The Catholic Church was also able to exercise its influence to make the heads of the secular governments enforce religious laws and to punish severely, those who committed moral crimes such as adultery, fornication, blasphemy, heresy or witchcraft (Nash).
This awesome temporal power of the Church, naturally attracted to itself those who wished to exercise this power for worldly gain, thus kings and princes would conspire to have their political allies appointed as pope, popes would enter into alliances with kings and generals to safeguard their papacy, several different claimants to the papacy would arise each claiming to be the rightful head of the Church and each with the backing of a section of the ruling classes of Europe. In short the papacy became the focus of European ‘dirty politics’ (Wylie).

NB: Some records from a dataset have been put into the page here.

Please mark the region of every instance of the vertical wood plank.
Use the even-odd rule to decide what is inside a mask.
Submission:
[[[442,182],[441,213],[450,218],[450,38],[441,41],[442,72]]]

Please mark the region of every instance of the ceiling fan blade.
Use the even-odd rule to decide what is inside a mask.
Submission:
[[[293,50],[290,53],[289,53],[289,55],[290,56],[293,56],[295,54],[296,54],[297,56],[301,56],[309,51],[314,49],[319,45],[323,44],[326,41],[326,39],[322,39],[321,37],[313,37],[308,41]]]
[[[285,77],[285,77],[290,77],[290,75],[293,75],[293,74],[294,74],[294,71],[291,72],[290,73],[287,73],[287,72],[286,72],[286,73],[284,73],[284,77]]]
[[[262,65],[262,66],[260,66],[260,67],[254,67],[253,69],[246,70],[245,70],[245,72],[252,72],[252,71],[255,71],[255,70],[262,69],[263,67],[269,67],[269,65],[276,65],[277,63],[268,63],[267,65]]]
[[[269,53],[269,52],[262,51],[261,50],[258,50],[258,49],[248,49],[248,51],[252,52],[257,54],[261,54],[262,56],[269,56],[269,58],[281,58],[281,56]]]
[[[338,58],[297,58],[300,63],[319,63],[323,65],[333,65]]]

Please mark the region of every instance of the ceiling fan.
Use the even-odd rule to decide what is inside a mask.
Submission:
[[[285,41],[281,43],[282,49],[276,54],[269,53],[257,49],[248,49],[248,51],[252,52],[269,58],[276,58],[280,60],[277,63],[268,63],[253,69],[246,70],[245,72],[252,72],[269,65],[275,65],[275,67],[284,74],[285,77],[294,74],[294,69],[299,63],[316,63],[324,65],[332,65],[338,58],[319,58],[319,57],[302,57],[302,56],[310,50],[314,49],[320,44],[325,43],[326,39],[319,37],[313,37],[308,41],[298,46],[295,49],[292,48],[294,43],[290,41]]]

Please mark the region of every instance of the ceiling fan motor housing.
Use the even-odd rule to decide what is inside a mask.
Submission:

As the wealth and power of the Catholic Church grew, the culture of the Church grew more and more decadent, the rituals became more and more ornate; the lifestyles of priestly class became more and more lavish. Many of the highest office holders of the Church have been described as living a life that scarcely resembles the life of Jesus and the Apostles (Wylie).
The practice of Church authorities compromising upon moral matters with the secular authorities and members of the public became more and more common (Wylie). These compromises included viewing prostitution as a necessary evil, allowing certain individuals and institutions to engage in usurious practices by the use of legal artifices and the buying and selling of Church offices and indulgences (Sider).
The tyranny and decadence of the Church elicited a strong reaction from certain intellectuals, and it caused them to deny altogether, the exclusive monopoly of the Church in interpreting the Christian faith. The first of these rebels against the Church was Martin Luther (1483-1546) (Wylie).
Unlike earlier challengers to the Church’s authority, Luther gained the protection of powerful secular forces and the Catholic Church was unable to punish him for heresy or suppress his voice (Wylie). Luther’s rise was like the breaking of a dam, over the next centuries, hundreds if not thousands of schisms occurred all over the Western world. Hundreds of self-declared reformers of Christianity declared their understanding if the Christian faith to be ‘true Christianity’ (Wylie).